Sicuramente, per quanto evidente frutto di ampia cultura e di grande spirito di osservazione, la scienza di Dante sarebbe potuta apparire piuttosto lontana dalla realtà a chi contemporaneamente seguiva i corsi di Fisica e di Scienze Naturali nel pieno del ventesimo secolo. Ma non era affatto così: la storia della Filosofia aveva chiaramente mostrato che i “figli” medievali della Fisica aristotelica non erano interessati alla “descrizione dei movimenti”, così come si sarebbe affermata nel pensiero post-galileiano, bensì ad una sorta di ontologia del divenire, mirata all’analisi dei princìpi. Sotto questa luce la scienza dantesca è veramente ammirevole per capacità di analisi e simultanea pienezza di espressione poetica.
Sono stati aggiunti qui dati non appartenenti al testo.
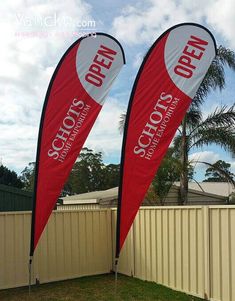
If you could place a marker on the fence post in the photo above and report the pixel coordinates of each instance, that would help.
(206, 226)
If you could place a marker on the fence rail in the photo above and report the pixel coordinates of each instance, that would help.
(190, 249)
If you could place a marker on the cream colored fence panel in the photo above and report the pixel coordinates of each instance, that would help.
(75, 243)
(126, 263)
(78, 207)
(222, 253)
(169, 246)
(190, 249)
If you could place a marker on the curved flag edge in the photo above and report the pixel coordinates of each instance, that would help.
(127, 124)
(42, 121)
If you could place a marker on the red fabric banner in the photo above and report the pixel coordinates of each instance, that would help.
(167, 81)
(74, 99)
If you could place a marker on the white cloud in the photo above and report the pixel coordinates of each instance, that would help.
(145, 21)
(105, 135)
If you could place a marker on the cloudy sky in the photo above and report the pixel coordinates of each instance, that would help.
(35, 34)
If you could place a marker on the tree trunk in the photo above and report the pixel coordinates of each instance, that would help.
(184, 164)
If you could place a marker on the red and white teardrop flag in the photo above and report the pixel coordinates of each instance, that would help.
(167, 81)
(73, 101)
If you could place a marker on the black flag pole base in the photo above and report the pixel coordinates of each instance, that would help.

E così Dante, dopo essere uscito “a riveder le stelle” ed essere diventato con Virgilio puro e disposto “a salire alle stelle”, può avere contezza dell’Amor “che move il Sole e l’altre stelle”. Sicuramente le stelle che il Poeta aveva in mente erano diverse da quelle che noi conosciamo e che ora classifichiamo con vari nomi, ricchi di meraviglia: nane bianche, nane brune, supernovae, pulsar, giganti rosse, giganti blu, black holes, quasars…Eppure anche se le stelle nel pensiero di Dante sono più semplici, ogni volta che leggiamo i suoi versi si ha l’impressione che quelle stelle rispetto alle nostre siano più luminose; più brillanti. Più alte.


Flavio VETRANO

Professore Onorario di Fisica

Già Ordinario e ProRettore presso l’Università degli Studi di Urbino


[1] Endecasillabo dell’Autore che si richiama ai noti versi che chiudono le tre cantiche della Commedia dantesca.

[2] M.T. Cicerone,“Cato Maior sive de Senectute”.


Immagine di prima pagina: affresco ritenuto il primo ritratto di Dante (il personaggio con il mantello rosso). Firenze, Palazzo del Bargello - Cappella della Maddalena (datato 1302 o più probabilmente 1290), attribuito a Giotto.